Please don't misunderstand me. I am not sitting her wallowing in guilt and shame because of my past complacency. Rather, I feel even more alive. Once again, God is revealing His heart to me, and He is making one itty bitty teeny part of my heart a little more like His. That is amazing to me.
On our own adoption story, there is not much to tell right now. We are waiting, waiting, and waiting. Our agency gives us no indication of where we are in line compared to anyone else, nor do they tell us how many families are adopting from Ethiopia through them, so we literally have NO clue when a referral might come. We are literally in the dark now. Some days are so very hard. Everything feels so heavy. But many days ( i like to think more often than not), I feel filled with hope and excitement at what is to come. When I had my little cry fest, Wes looked at me and said, "God might just have a little more for us in Ethiopia than our children." Yeah....He just might. :) So who knows what will happen next.

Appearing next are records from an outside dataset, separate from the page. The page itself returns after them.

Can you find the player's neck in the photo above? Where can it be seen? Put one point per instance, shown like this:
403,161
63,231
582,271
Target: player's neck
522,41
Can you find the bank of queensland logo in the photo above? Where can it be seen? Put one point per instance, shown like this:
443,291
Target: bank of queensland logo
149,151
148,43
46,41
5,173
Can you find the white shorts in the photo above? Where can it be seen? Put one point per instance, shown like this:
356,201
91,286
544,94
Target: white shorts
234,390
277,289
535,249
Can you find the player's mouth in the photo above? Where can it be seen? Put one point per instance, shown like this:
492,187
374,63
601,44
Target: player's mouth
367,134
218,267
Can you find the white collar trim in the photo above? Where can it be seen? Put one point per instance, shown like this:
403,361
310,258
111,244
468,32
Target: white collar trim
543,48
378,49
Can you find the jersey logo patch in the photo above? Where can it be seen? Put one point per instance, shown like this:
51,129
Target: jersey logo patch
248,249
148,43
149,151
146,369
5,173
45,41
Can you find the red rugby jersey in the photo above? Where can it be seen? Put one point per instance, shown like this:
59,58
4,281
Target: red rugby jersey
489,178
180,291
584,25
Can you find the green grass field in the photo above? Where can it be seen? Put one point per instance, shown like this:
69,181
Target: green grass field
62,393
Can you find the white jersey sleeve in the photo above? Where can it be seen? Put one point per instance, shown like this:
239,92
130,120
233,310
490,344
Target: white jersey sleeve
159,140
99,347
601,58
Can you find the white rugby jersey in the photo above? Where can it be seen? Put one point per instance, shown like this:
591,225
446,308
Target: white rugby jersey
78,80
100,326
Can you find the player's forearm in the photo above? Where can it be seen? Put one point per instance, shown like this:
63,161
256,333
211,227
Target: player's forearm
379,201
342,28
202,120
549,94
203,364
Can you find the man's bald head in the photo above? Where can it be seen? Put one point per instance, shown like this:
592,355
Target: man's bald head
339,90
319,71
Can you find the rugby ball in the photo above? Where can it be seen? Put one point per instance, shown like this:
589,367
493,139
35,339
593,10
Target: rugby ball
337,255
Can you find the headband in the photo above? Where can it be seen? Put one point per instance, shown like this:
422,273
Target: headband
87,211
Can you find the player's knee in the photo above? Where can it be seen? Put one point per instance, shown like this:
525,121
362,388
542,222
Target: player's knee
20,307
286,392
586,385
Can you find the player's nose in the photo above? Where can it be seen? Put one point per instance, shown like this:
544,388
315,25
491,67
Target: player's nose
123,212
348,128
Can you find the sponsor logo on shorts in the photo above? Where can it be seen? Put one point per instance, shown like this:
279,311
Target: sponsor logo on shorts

I had a dream a couple of days ago that our agency called us with a referral for 10 month old twins: A girl named Charlotte (who knows why?), and a boy named Jember (actually an Ethiopian name, meaning sunset). It was awesome, and I woke up with my heart racing with excitement. In passing, I laughingly mentioned the dream to our agency's program coordinator. She said that pretty much never happens, and made it evident that it was not likely to happen for us either (in a very nice way, of course). But who knows?! I will be happy with ANY referral! Let it come soon!